Focus sur Marguerite Audoux

Lire et relire Marguerite Audoux : " Marie Claire " et  "l'atelier de Marie-Claire"


Ces deux romans retracent l'itinéraire d'une femme d'exception, écrivain et couturière, qui vécut entre le boulevard Raspail et le Boulevard du Montparnasse, rue Léopold Robert, entre 1910 et 1937

Elle reçut en 1910, pour son premier roman « Marie-Claire », le prix Femina.
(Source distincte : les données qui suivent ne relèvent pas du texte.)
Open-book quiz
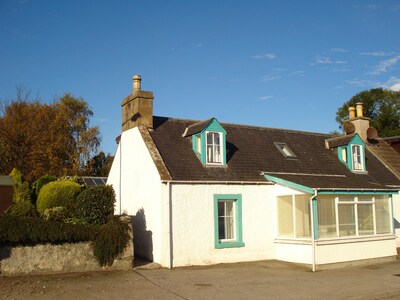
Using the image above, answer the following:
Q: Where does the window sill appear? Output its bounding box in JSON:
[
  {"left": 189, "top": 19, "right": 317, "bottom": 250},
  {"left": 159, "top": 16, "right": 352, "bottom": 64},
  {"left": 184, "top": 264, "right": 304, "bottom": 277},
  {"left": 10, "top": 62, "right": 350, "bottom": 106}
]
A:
[
  {"left": 316, "top": 233, "right": 396, "bottom": 245},
  {"left": 215, "top": 242, "right": 245, "bottom": 249}
]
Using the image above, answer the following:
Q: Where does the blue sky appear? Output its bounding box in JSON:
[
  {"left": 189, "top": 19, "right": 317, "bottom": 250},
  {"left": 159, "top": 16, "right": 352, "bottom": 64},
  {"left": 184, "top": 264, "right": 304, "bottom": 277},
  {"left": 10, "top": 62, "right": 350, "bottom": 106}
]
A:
[{"left": 0, "top": 0, "right": 400, "bottom": 154}]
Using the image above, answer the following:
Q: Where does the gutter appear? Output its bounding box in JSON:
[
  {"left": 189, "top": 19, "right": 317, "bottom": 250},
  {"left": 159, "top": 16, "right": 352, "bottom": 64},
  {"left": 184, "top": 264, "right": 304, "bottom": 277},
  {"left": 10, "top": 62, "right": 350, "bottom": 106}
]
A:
[{"left": 161, "top": 180, "right": 275, "bottom": 185}]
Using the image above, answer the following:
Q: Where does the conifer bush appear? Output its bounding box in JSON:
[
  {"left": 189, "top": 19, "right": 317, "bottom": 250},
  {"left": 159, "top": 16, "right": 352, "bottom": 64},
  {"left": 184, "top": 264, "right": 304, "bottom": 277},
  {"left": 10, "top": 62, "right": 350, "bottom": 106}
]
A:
[
  {"left": 74, "top": 185, "right": 115, "bottom": 224},
  {"left": 36, "top": 180, "right": 81, "bottom": 214}
]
« L'atelier de Marie-Claire », publié en 1920, raconte la vie d'une ouvrière Marie-Claire dans le quartier Montparnasse au début du XXème siècle. C'est un témoignage exceptionnel sur la vie des ouvrières dans les ateliers de couture à Paris et dans notre quartier en particulier.

« Certains textes ont le pouvoir de vivre et de toucher bien au delà de leur époque » ceux de Marguerite Audoux sont de ceux là.

 

                                                                                                livre MA

 

La vie de Marguerite Audoux se confond avec son oeuvre :


Marguerite Audoux naît à Sancoins dans le Berry en 1863. Après le décès de sa mère et le départ de son père, elle est placée dans un orphelinat religieux à Bourges jusqu'à l'âge de 13 ans.

M. Audoux évoque dans « Marie-Claire » ses années d'internat, où elle est exposée à la mesquinerie, la jalousie mais aussi à la bienveillance des soeurs. A 14 ans, elle est louée à un fermier du Cher pour garder ses troupeaux. Elle raconte ses débuts à la campagne, ses peurs d'enfant qui ignore tout de la vie rurale dans une ferme complètement isolée sans aucune distraction, hormis un vieil almanach qui deviendra son principal livre de chevet. Elle vit dans un dénuement total mais développe une sensibilité rare pour la nature, dont elle saura, plus tard, en écrivant sur ses cahiers, restituer la beauté. Elle possède aussi une forte intuition des êtres qu'elle croise et qu'elle sait décrire dans toute leur complexité. Ces talents d'observatrice conjugués au travail acharné et laborieux d'écriture qu'elle entreprend seule, malgré très peu de lectures, lui permettent de rédiger ces souvenirs d'enfance, de cette manière si personnelle. Certains auteurs citerons, Marcel Proust notamment, le cas Marguerite Audoux. Car on ne cesse de s'interroger sur le mystère de cet(te) écrivain qui construisit une oeuvre si riche et si originale.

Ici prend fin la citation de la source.